Un desserrement de la contrainte d’inflation (4-8%) est requis afin de ne pas brider le potentiel de transformation structurelle. Une inflation modérée stimule le crédit car elle allège la dette pour les emprunteurs. Elle récompense l’innovation. Ce faisant, la convergence structurelle est fondamentale et des politiques sectorielles en faveur des chaînes de valeur agricoles et industrielles à vocation régionale doivent être mises en œuvre de manière
Le nouveau système sera construit sur une nouvelle monnaie, sui generis, distincte des monnaies existantes dans la Zone CEDEAO. Une Banque centrale serait chargée de conduire la politique monétaire et de change des pays membres de la Zone Eco-CEDEAO.
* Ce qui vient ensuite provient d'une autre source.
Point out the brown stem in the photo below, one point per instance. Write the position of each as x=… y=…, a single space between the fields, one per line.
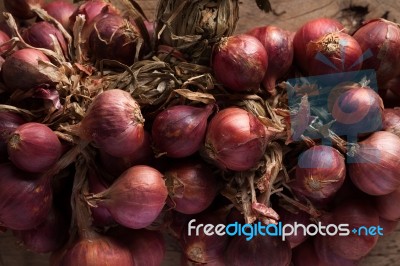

La mutualisation des réserves de change sera le socle de la solidarité. Dans la période de transition, la solidarité sera confortée sur une base politique et institutionnelle. Un mécanisme de coopération sera mis en place pour atténuer les divergences de vues et faciliter les convergences économiques.
La définition de la future monnaie Eco-CEDEAO se fera sur la base d’un panier de devises représentatif des principaux flux commerciaux de la Zone, avec quatre devises, l’euro, le dollar, le yuan et la livre sterling. Le taux de change de la monnaie commune sera flexible mais administré par la Banque centrale. Un accord de taux de change sera conclu entre les parties pour l’ancrage de leur monnaie existante à la monnaie Éco-Cedeao qui servira de pivot. Il sera adopté le principe d’un corridor à l’intérieur duquel, autour de la monnaie pivot pourront flotter les monnaies existantes avec une marge de fluctuations fixée surveillée par l’autorité monétaire de la Cedeao. À terme, sera envisagé le passage de la monnaie commune à la monnaie unique. Une attention particulière sera accordée aux perspectives de la digitalisation monétaire.
NECESSAIRE TRANSITION VERS LA MONNAIE COMMUNE
Pour enclencher la transition vers la monnaie commune,
un premier pool d’États réunissant les critères minimaux de convergence (qui devront être actualisés) pourra se réunir. Par la suite seront recherchées de nouvelles adhésions au projet en recherchant celles plus faciles à obtenir. L’abandon de la garantie du Trésor français accordé aux États de l’UEMOA sera décidé. La confiance dans la monnaie Eco-Cedeao s’appuiera sur de nouveaux mécanismes endogènes de sauvegarde et de crédibilité. Lors de la phase de transition et d’apprentissage des mécanismes de change, l’attention portera sur le rapprochement fiscal et budgétaire et la stimulation des marchés financiers régionaux, deux conditions nécessaires. Enfin, il est clairement admis que derrière les questions relatives aux choix sur la manière d’opérer la création de la nouvelle monnaie, sur la future parité et son adossement à un panier de devises, sur le niveau de flexibilité du taux de change ou sur le «bon» régime d’allocation des devises qu’il faudra adopter, se cachent d’autres questions cruciales, à savoir engager la transformation structurelle des économies ouest-africaines. Pour être porteuses de changements véritables, les propositions pour accompagner le passage à l’Eco-Cedeao devront être solides au plan technique, argumentées au plan économique, acceptées au plan politique et fondées sur des mesures dont les impacts et les risques futurs seront préalablement évalués. La question de la reconnaissance des avantages de l’intégration monétaire et de leur partage pour susciter l’adhésion des populations est fondamentale pour la réussite du projet.